Christian Friedrich Schoenbein to Faraday   25 March 1856

My dear Faraday,

I hasten to tell you that there is not the slightest occasion for your being in a hurry regarding the parcel you talk of in your last letter1. I do not know what it contains nor who sent it to you. Any opportunity therefore, an early or a late one, will do for sending the thing over to Basle.

I think I told you some months ago that the friend whom you charged with delivering the third volume of your researches2 to me last year, has not performed his task, and not liking at all the idea of losing your valuable gift, I repeatedly ask you the favor of looking a little after the miscarried book.

This time I shall keep my peace on scientific matters from the simple reason that I could not tell you much even if I had the inclination to do so. It is true, I was not quite lazy nor did I work quite for nothing last winter, but the exploits I performed are, as we Germans use to say, but half-laid eggs and of such embryonic things it is not safe to talk.

I have however a mind to entertain you of another matter more interesting, at least less dry than that never ending subject of Oxigen.

Yesterday it was Easter-Monday and you must know that in our teutonic lands it is a great day to the whole juvenile world. I consider it as one of our specific national qualities that we are very fond of children and have marked out a number of days and times of the year round for the enjoyments of our little ones. Now such a time is Easter-time and such a day easter-Monday. Many, many weeks before it comes, the little prattlers talk of nothing but of the Easter-hare (Oster haase in german) and the gifts he may chance to bring and what that Easter hare means you will easily infer from what passed in the garden of Mrs. Wiedemann3 yesterday afternoon. A host of children were invited by that Lady (having herself a little boy of four years of age4) to make their appearence at her house at three o’clock, punctually. Mothers and elder sisters conducted the little guests to the appointed place at the fixed time and being assembled in a room they anxiously and impatiently expected there the announcement of “The hare has laid his eggs”. No sooner had these words been finished than the rogues were seen running down the staircase into the garden, dispersing themselves in all directions and eagerly seeking for the eggs being put in hidden places: within hedges, behind bushes &c. The discovery of each egg was hailed with joyful exclamations and never failed proving both to the happy finders and the unsuccessful seekers a fresh stimulus to continue their searches. But you must not imagine those “hare eggs” to have been ordinary ones; they were beautifully colored: blue, red, yellow, lilac, brown, even variegated, and bearing all sorts of inscriptions: the names of the Children invited, the drafts of hares, foxes and other animals.

The eggs found by the boys and girls were put in a basket placed in the centre of the garden, as property of the little common-wealth to be equally divided at the end of the festival and carried home by the Children as the trophies of the day.
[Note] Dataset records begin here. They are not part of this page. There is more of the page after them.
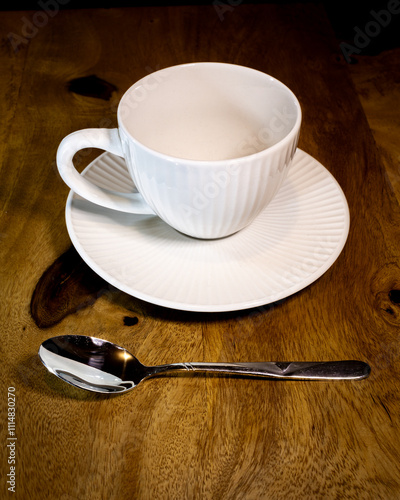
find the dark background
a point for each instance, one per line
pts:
(344, 15)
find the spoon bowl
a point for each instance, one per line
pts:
(100, 366)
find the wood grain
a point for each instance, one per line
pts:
(197, 437)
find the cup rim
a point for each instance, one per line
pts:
(176, 159)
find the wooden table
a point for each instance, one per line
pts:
(197, 437)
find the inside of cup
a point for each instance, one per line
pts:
(208, 111)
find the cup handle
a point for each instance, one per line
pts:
(102, 138)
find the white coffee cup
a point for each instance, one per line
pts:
(208, 146)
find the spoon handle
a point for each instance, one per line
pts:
(321, 370)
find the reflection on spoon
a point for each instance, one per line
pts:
(101, 366)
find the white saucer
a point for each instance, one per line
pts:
(290, 245)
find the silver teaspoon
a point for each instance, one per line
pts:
(101, 366)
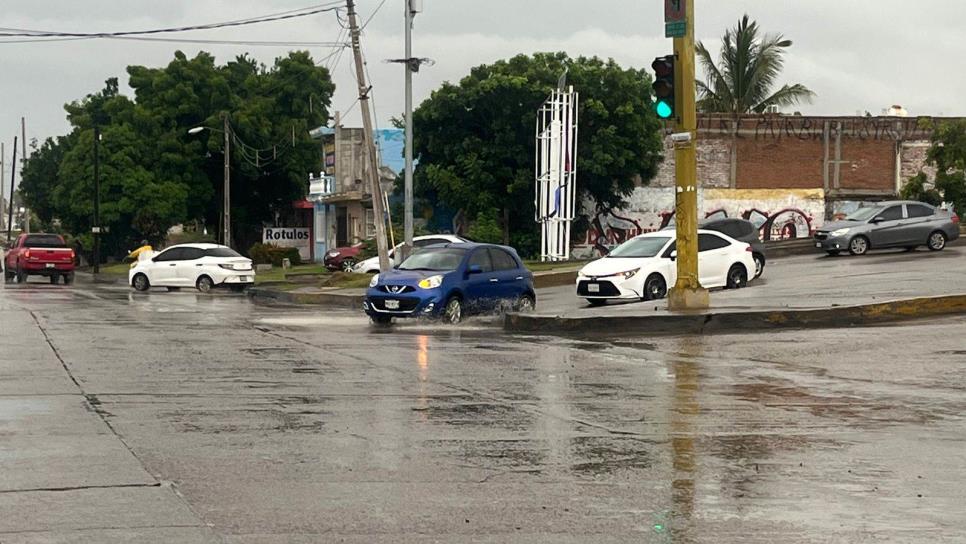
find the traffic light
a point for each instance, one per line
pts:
(664, 86)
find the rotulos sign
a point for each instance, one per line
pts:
(298, 237)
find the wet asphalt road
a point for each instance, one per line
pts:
(175, 417)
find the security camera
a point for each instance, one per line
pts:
(681, 137)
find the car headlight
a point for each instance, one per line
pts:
(431, 282)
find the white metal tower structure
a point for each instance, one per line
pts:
(556, 173)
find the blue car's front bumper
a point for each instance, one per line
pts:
(419, 303)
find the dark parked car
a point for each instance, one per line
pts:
(451, 281)
(342, 258)
(889, 224)
(741, 230)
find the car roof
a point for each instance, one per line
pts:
(198, 246)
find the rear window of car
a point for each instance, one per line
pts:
(44, 240)
(221, 252)
(918, 210)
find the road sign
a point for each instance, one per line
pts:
(675, 19)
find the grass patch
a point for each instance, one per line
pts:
(280, 274)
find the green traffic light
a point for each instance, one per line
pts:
(664, 110)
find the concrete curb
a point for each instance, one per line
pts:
(334, 299)
(744, 321)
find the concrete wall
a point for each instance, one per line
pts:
(779, 214)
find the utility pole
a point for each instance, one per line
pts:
(367, 138)
(226, 205)
(13, 175)
(23, 142)
(687, 294)
(3, 166)
(96, 230)
(408, 175)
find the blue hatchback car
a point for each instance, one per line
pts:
(451, 281)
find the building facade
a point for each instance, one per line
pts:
(787, 174)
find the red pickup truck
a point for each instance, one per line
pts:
(39, 255)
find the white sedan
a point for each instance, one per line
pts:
(643, 267)
(202, 266)
(371, 265)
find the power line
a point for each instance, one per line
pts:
(27, 33)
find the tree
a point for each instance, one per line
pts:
(746, 73)
(155, 175)
(475, 140)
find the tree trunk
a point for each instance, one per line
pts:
(506, 226)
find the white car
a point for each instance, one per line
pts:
(371, 265)
(202, 266)
(645, 266)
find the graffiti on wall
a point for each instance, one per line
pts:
(778, 214)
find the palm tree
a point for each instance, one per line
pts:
(747, 71)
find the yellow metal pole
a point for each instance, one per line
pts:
(687, 293)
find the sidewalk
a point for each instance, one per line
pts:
(798, 291)
(65, 475)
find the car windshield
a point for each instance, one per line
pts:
(648, 246)
(863, 214)
(435, 259)
(43, 240)
(221, 252)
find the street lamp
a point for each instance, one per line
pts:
(226, 206)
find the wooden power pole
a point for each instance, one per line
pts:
(370, 145)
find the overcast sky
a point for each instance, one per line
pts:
(857, 55)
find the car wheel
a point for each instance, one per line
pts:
(937, 241)
(737, 277)
(526, 304)
(654, 287)
(453, 312)
(381, 319)
(204, 284)
(759, 264)
(859, 245)
(140, 283)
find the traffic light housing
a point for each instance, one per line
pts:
(664, 87)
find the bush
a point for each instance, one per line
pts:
(273, 255)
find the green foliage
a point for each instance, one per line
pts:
(747, 72)
(475, 140)
(486, 228)
(154, 174)
(915, 189)
(271, 254)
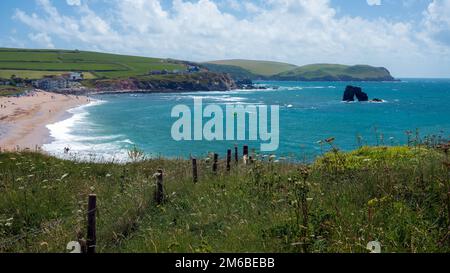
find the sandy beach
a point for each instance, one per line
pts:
(23, 119)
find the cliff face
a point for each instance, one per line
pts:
(203, 81)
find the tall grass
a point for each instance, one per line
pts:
(339, 203)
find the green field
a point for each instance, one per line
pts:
(394, 195)
(264, 68)
(98, 64)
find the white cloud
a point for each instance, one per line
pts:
(374, 2)
(73, 2)
(42, 39)
(295, 31)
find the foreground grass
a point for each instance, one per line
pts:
(396, 195)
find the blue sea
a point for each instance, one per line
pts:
(310, 112)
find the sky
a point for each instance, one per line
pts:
(409, 37)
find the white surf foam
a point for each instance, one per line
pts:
(84, 148)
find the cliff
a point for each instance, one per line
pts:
(202, 81)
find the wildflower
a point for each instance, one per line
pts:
(372, 202)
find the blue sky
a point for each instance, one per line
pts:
(409, 37)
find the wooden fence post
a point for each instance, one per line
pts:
(194, 170)
(228, 159)
(91, 241)
(216, 159)
(245, 154)
(159, 193)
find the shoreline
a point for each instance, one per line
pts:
(24, 119)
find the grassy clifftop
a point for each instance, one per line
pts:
(31, 63)
(395, 195)
(336, 72)
(262, 68)
(314, 72)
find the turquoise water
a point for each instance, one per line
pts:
(309, 112)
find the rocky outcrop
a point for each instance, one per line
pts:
(204, 81)
(352, 91)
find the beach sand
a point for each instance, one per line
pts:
(23, 122)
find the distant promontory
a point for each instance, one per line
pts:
(75, 71)
(263, 70)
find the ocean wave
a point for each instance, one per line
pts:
(109, 148)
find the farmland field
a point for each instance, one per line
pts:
(38, 63)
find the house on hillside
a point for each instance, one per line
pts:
(193, 69)
(76, 76)
(52, 83)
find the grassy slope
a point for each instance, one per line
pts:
(394, 195)
(335, 71)
(264, 68)
(100, 64)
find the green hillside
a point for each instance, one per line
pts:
(263, 68)
(240, 69)
(336, 72)
(20, 62)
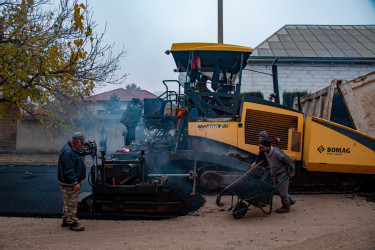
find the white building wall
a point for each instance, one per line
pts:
(299, 77)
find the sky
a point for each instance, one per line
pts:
(147, 28)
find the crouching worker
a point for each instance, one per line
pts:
(281, 166)
(71, 172)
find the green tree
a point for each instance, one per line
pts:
(113, 104)
(51, 59)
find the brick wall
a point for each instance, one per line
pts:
(301, 77)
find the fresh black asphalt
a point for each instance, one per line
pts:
(31, 190)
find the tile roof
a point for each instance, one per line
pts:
(319, 41)
(123, 94)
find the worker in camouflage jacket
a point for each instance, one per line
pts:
(282, 167)
(71, 172)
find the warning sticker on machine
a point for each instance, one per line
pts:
(213, 126)
(334, 150)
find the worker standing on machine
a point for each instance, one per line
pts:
(282, 167)
(71, 172)
(130, 119)
(261, 157)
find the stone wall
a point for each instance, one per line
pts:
(33, 139)
(301, 77)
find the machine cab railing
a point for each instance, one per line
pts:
(218, 64)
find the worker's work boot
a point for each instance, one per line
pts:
(76, 227)
(283, 210)
(64, 224)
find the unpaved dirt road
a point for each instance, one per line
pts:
(315, 222)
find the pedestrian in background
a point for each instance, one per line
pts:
(71, 172)
(282, 167)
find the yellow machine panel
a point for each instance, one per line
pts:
(330, 147)
(285, 124)
(225, 132)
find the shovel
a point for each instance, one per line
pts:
(218, 198)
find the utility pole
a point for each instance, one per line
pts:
(220, 21)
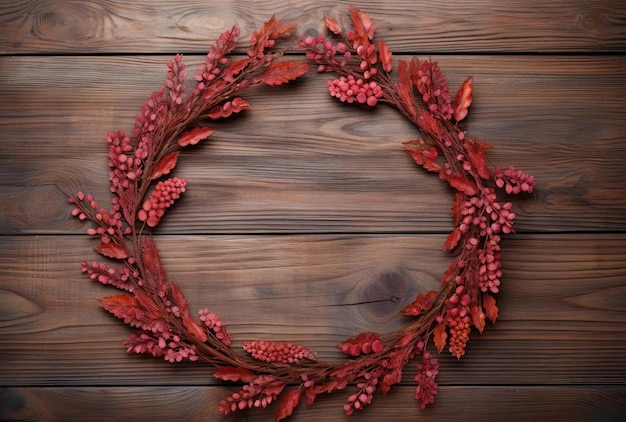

Such like fêtes there were hundreds in our town yesterday and I dare say millions all over the german lands. Great a philosopher as you are, sure am I, that such a sight would give you more pleasure than all the scientific institutions and all the curiosities of the whole civilized world together. Now I am at the end of my letter and have nothing more to say than that I shall ever remain

Your’s | most faithfully | C.F. Schoenbein.

Easter-Tuesday 1856.


Endorsed by Faraday: Sent by Mr Roscoe about April 6th

Address: Dr Michael Faraday | &c &c &c | Royal Institution | London

Faraday (1855c). See letter 3035.
Klara Wiedemann, née Mitscherlich who married Gustav Heinrich Wiedemann in 1851. She was the eldest daughter of the Professor of Chemistry at Berlin University, Eilhard Mitscherlich (1794-1863, DSB). Schütt (1997), 82.
Eilhard Ernst Gustav Wiedemann (1852-1928, P3, 6). Later a physicist.

Bibliography

FARADAY, Michael (1855c): Experimental Researches in Electricity, volume 3, London.